Thanks in advance for your cooperation.

Sorry didnt know that, wont repeat

I've never done anything like this before , but I might be tempted (assuming a petrol engine) to take a sense wire from the 12V side of the ignition coil through a suitable dropping resistor and perhaps a snubber behind a diode to an opto isolator with it's output connected to a pulled up digital input. A 4 cylinder engine would give 2 pulses per rev. Alternatively it should be possible to take a sense wire from the rev counter again through a resistor and optocoupler. The pulse rate will vary proportionally with the rpm of the alternator which will be proportional to the engine revs, but may not be the same. It shouldn't be too hard to "calibrate" it to find the number of pulses per engine revolution. You've already got an engine taco and, it should be easy to make the arduino flash a LED for every pulse which can be read with with a cheap hand-held reflective taco with its LED taped over.

the RPM wire is the trigger for the ignition coil. on an older points type system, hundreds of volts. find a circuit for a tachometer, which isolates the trigger voltage from the tach, and add a mechanism to limit that to 5 VDC

Does the car have an OBD port? If it does you could use a ELM327 and just read the RPM from the ECU

Andym535:
Does the car have an OBD port?
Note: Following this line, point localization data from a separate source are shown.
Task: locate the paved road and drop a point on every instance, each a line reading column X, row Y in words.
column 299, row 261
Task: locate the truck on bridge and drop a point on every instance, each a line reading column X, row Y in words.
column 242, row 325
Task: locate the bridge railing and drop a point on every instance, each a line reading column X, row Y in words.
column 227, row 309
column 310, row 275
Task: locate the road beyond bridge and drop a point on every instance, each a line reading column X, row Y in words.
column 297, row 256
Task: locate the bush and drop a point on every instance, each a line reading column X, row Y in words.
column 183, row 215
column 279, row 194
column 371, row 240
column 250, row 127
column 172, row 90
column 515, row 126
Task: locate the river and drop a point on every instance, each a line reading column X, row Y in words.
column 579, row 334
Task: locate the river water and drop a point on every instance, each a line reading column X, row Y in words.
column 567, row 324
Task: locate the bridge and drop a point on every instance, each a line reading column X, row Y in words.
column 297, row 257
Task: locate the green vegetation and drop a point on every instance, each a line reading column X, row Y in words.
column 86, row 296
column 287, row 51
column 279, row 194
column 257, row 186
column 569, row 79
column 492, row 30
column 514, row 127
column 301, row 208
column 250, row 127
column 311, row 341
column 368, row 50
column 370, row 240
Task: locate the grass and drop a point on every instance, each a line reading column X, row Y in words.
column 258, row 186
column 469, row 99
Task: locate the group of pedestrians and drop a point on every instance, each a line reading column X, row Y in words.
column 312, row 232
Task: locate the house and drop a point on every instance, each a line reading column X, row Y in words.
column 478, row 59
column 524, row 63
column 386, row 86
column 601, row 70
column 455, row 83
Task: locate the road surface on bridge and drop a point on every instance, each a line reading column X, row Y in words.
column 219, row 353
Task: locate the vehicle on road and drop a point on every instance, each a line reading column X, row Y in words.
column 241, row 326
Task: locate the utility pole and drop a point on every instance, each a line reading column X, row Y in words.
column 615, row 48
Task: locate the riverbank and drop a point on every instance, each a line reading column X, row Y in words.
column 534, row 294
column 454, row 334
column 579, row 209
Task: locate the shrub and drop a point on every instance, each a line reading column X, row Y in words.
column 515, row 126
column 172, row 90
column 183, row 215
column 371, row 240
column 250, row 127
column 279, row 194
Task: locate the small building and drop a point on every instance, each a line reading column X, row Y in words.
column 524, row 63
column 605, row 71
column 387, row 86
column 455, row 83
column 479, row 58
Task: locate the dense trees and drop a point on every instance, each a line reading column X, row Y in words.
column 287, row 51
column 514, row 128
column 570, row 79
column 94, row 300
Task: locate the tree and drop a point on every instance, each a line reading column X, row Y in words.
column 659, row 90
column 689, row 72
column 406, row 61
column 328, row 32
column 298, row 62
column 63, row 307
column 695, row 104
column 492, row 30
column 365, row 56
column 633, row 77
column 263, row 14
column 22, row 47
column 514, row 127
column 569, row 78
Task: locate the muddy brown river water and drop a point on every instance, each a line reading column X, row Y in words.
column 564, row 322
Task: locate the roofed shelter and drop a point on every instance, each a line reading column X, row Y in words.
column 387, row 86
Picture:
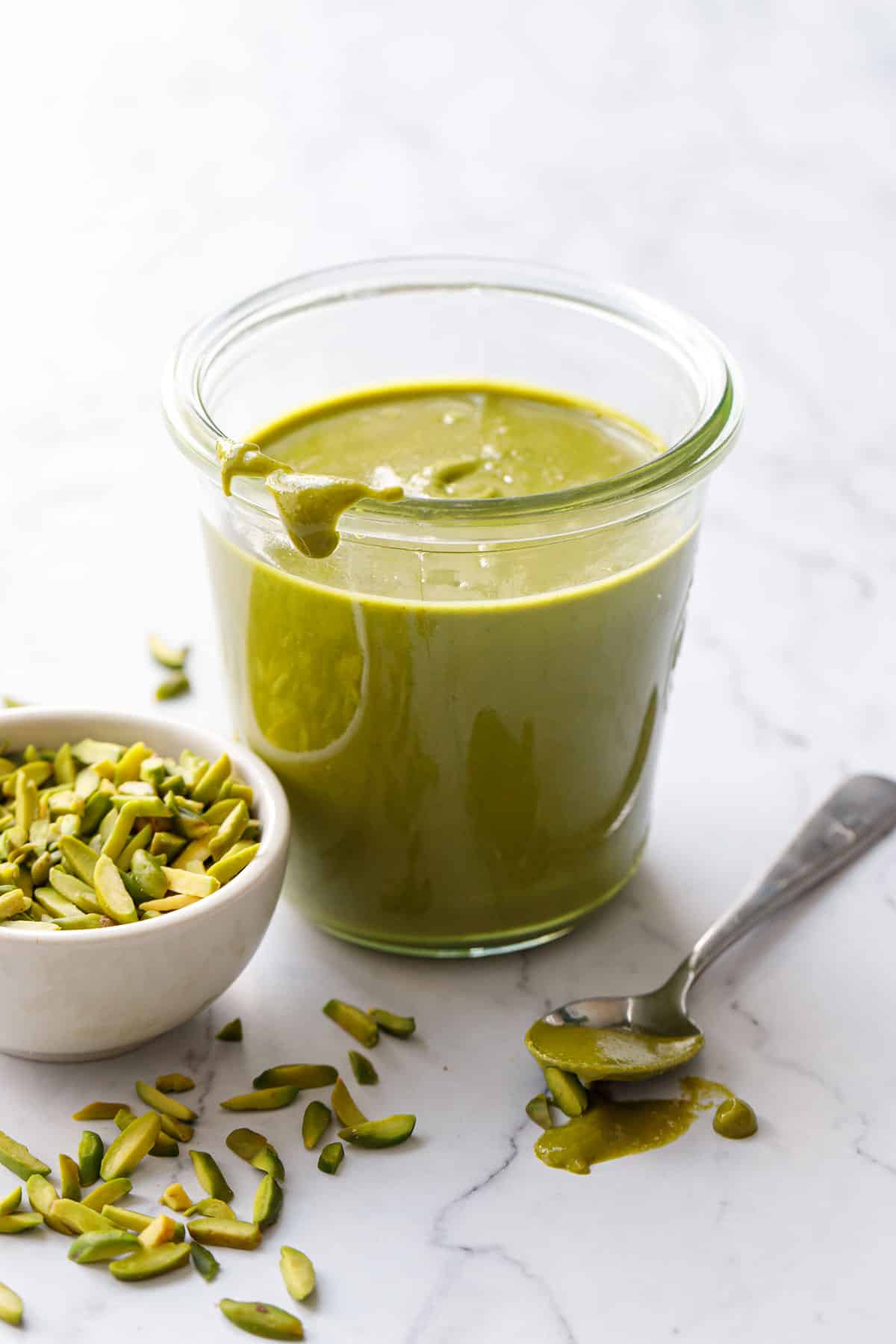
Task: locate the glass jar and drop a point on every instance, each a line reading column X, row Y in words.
column 465, row 700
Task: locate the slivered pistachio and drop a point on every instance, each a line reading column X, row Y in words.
column 11, row 1223
column 539, row 1110
column 16, row 1159
column 314, row 1122
column 100, row 1110
column 175, row 1082
column 90, row 1151
column 11, row 1307
column 178, row 1129
column 225, row 1231
column 381, row 1133
column 331, row 1159
column 128, row 1151
column 233, row 863
column 10, row 1203
column 190, row 883
column 78, row 1216
column 211, row 780
column 205, row 1261
column 89, row 752
column 96, row 1248
column 230, row 830
column 172, row 687
column 163, row 1102
column 172, row 833
column 297, row 1272
column 69, row 1177
column 139, row 841
column 210, row 1175
column 393, row 1023
column 113, row 897
column 344, row 1105
column 297, row 1075
column 354, row 1021
column 80, row 858
column 567, row 1092
column 269, row 1201
column 108, row 1194
column 264, row 1098
column 13, row 903
column 176, row 1198
column 148, row 874
column 363, row 1068
column 159, row 1231
column 42, row 1194
column 128, row 764
column 261, row 1319
column 164, row 844
column 131, row 1221
column 74, row 890
column 149, row 1263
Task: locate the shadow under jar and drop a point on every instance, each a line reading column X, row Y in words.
column 465, row 699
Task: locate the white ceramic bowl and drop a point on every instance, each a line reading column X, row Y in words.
column 96, row 992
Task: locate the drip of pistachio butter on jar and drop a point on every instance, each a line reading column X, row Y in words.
column 309, row 505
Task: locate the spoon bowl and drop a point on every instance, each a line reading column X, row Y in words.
column 635, row 1036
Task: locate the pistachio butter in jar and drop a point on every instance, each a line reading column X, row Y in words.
column 462, row 678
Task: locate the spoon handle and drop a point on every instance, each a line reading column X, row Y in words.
column 857, row 815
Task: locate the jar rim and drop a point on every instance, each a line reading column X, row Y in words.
column 677, row 470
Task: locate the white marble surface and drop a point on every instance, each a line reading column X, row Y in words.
column 160, row 161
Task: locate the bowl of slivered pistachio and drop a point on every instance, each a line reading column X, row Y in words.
column 140, row 865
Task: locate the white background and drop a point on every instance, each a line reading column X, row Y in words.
column 163, row 161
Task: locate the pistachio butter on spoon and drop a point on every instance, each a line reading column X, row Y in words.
column 642, row 1035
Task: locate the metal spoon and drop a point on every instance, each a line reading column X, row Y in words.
column 857, row 815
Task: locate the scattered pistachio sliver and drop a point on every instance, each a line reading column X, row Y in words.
column 314, row 1122
column 225, row 1231
column 297, row 1272
column 149, row 1263
column 272, row 1323
column 297, row 1075
column 109, row 1192
column 210, row 1175
column 381, row 1133
column 101, row 833
column 168, row 655
column 393, row 1023
column 92, row 1248
column 128, row 1151
column 331, row 1159
column 231, row 1031
column 16, row 1159
column 10, row 1203
column 205, row 1261
column 11, row 1308
column 176, row 1198
column 172, row 687
column 13, row 1223
column 354, row 1021
column 269, row 1201
column 69, row 1177
column 344, row 1105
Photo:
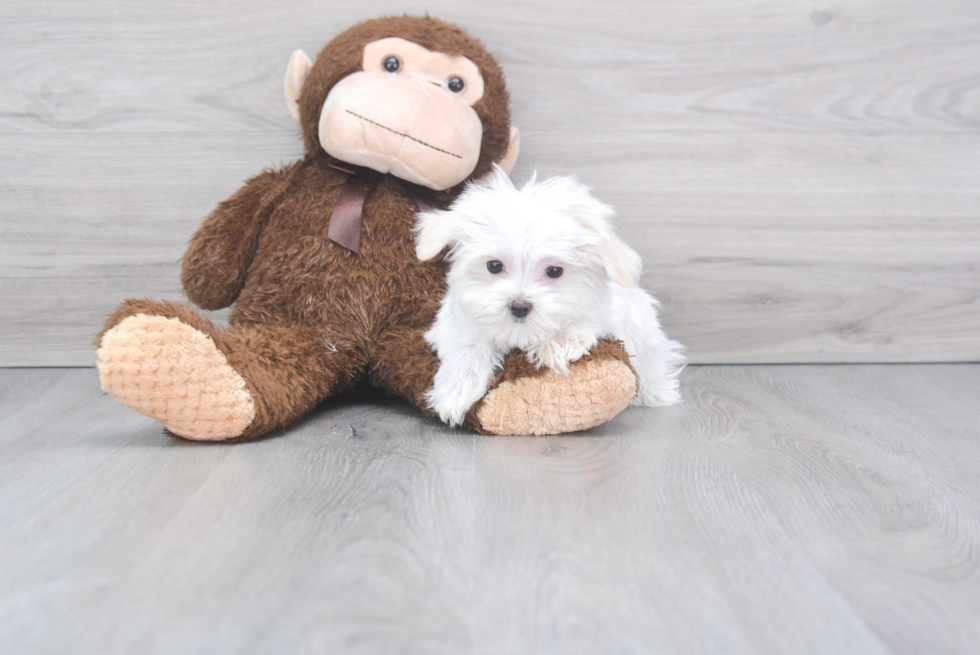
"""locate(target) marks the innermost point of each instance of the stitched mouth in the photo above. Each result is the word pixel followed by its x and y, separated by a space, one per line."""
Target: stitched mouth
pixel 407 136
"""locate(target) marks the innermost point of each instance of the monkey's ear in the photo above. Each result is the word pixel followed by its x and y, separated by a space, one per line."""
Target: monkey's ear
pixel 299 67
pixel 434 231
pixel 509 160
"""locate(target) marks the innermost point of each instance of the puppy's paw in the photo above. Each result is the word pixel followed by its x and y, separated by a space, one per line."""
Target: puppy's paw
pixel 561 351
pixel 452 395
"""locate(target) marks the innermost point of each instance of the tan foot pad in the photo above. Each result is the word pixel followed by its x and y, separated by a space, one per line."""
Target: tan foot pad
pixel 554 403
pixel 164 368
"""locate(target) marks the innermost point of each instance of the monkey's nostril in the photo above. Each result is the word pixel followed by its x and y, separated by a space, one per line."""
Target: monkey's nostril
pixel 520 308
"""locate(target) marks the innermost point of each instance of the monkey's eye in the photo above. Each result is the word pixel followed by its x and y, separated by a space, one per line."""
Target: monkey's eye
pixel 455 85
pixel 391 64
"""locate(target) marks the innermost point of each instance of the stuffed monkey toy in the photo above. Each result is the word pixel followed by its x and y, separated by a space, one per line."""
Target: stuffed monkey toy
pixel 318 258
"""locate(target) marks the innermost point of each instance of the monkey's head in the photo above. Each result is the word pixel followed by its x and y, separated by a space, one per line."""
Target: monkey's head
pixel 412 96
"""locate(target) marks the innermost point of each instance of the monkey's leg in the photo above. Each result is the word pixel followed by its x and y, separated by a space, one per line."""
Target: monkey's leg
pixel 204 383
pixel 522 399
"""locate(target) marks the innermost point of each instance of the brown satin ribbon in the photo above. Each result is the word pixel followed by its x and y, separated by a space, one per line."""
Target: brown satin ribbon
pixel 345 221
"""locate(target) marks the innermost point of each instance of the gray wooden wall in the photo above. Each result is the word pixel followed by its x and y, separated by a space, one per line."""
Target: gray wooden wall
pixel 802 177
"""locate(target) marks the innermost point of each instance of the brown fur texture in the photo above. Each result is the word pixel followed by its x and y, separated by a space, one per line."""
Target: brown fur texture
pixel 311 318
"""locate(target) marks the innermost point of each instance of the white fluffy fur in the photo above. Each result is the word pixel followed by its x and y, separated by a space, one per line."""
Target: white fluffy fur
pixel 552 223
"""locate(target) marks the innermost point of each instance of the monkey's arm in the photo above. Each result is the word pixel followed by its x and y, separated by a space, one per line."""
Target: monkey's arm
pixel 221 251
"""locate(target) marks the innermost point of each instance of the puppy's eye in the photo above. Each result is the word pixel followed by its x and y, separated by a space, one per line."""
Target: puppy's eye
pixel 455 85
pixel 391 64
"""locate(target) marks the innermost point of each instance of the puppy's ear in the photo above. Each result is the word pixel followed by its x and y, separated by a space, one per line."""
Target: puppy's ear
pixel 434 231
pixel 620 263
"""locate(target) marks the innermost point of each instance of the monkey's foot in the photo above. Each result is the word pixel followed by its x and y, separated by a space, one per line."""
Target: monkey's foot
pixel 525 401
pixel 166 369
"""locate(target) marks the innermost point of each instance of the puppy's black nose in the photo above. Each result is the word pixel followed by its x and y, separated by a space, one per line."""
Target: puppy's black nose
pixel 520 308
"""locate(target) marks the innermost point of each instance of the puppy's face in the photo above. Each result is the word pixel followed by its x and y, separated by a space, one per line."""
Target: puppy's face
pixel 527 262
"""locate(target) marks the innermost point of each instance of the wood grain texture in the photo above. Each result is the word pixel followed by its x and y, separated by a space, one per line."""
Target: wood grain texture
pixel 780 509
pixel 800 176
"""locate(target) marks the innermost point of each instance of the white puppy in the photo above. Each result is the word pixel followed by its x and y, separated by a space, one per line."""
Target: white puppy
pixel 540 269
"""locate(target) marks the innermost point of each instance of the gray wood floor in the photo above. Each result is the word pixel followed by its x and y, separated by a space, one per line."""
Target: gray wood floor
pixel 781 509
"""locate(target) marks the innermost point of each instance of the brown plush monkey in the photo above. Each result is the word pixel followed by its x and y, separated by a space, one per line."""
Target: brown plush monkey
pixel 319 257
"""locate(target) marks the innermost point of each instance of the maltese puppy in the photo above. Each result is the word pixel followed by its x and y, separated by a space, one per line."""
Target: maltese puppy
pixel 540 269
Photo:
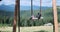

If it does you could use a ELM327 and just read the RPM from the ECU

Yes exactly, I have ditched the first plan and i have decided to take signal from ELM327 via a HC05 Bluetooth module. But for me a problem is the coding part ( I am a beginner). I dont know how to take the rpm values out in the code. How is rpm interpreted by the user? Can anyone give me some pointers? Like which keywords is used. I just need the rpm value and light up the leds accordingly. I think once i get the rpm value it is a pretty simple code even for me. Help me out.

Thanks.

Talking to an ELM327 is a bit like using an old modem, using hayes AT commands. You basically sent the ELM a couple of AT commands to reset, set the protocol and connect, then sent request codes. You'll then get the reply back as a response code. Data will come back as hex, you just need to convert to decimal and sometimes scale it to get a value.

Hookup Windows terminal to your ELM, connect to the car, ignition on, then type a few commands and you'll soon see how it works.